Dharmendra's golden jubilee in films received a lot of media coverage as did Manoj Kumar's. Astonishingly their contemporary Shashi Kapoor, who also completed his golden jubilee around the same time, has been ignored both by the film industry and the media.

Beginning as a child artist in Raj Kapoor's “Aag” and “Awara”, Shashi Kapoor started his career as a hero with “Char Diwari” in 1960. The film's editor, Hrishikesh Mukherjee, predicted a bright future for him. Through thick and thin, his main support was his wife Jennifer Kendal. Her death was an irreparable loss and Shashi kapoor lost all interest in work after her demise.
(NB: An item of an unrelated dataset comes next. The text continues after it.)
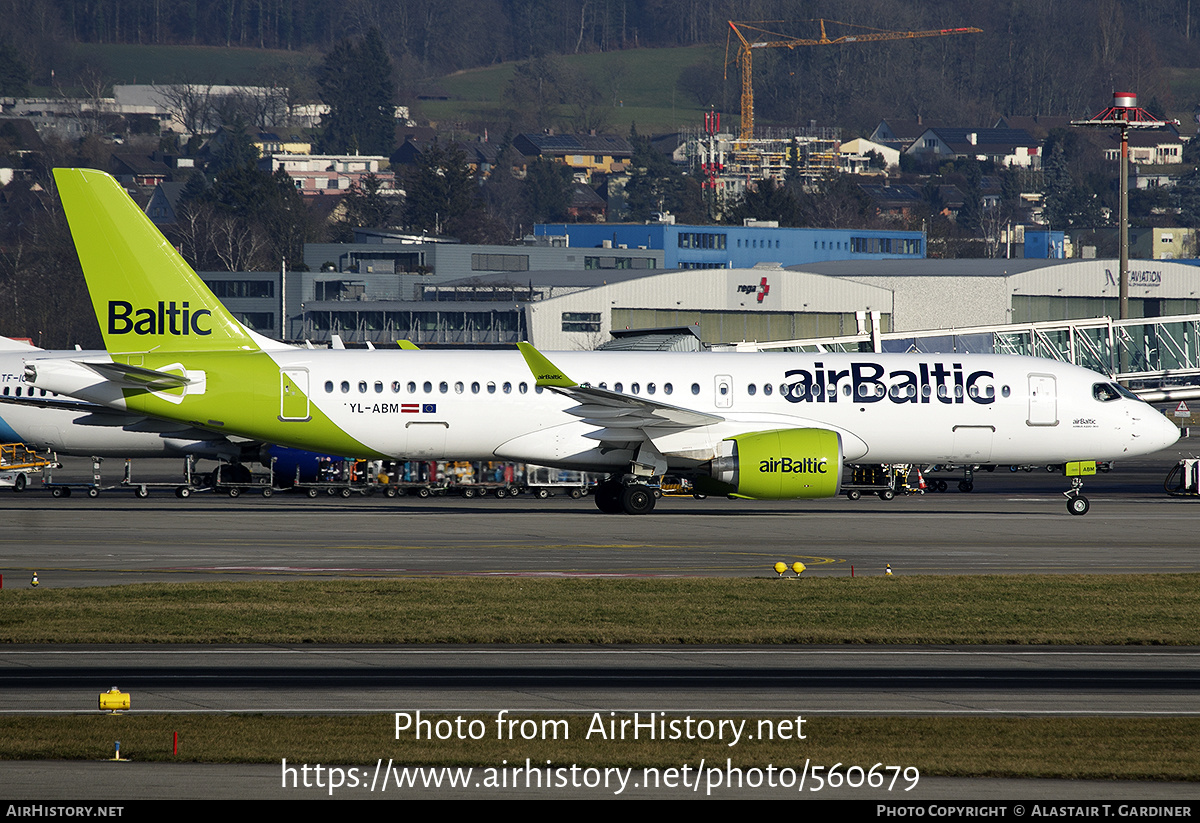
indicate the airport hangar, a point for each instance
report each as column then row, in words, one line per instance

When I met him recently, Shashi Kapoor sat silently in his wheelchair after receiving the Padma Vibhushan. Seeing him smile, memories of a golden era throng the mind. “May be the media does not feel I deserve any coverage. After all I am a flop actor, producer and director,” he says.

String of hits

Why does he consider himself a flop? What about the string of hits like “Jab Jab Phool Khile”, “Waqt”, “Haseena Maan Jayegi”, “Sharmilee” and “Kabhi Kabhi”? After a brief lull, Shashi Kapoor breaks the silence, “I may have given hits, but what are they compared to the stupendous success achieved by my father Prithviraj Kapoor and brothers Raj and Shammi Kapoor? As a producer I tried my best to make offbeat and good cinema. None was a hit. If a film does not connect with the audience it carries no meaning.”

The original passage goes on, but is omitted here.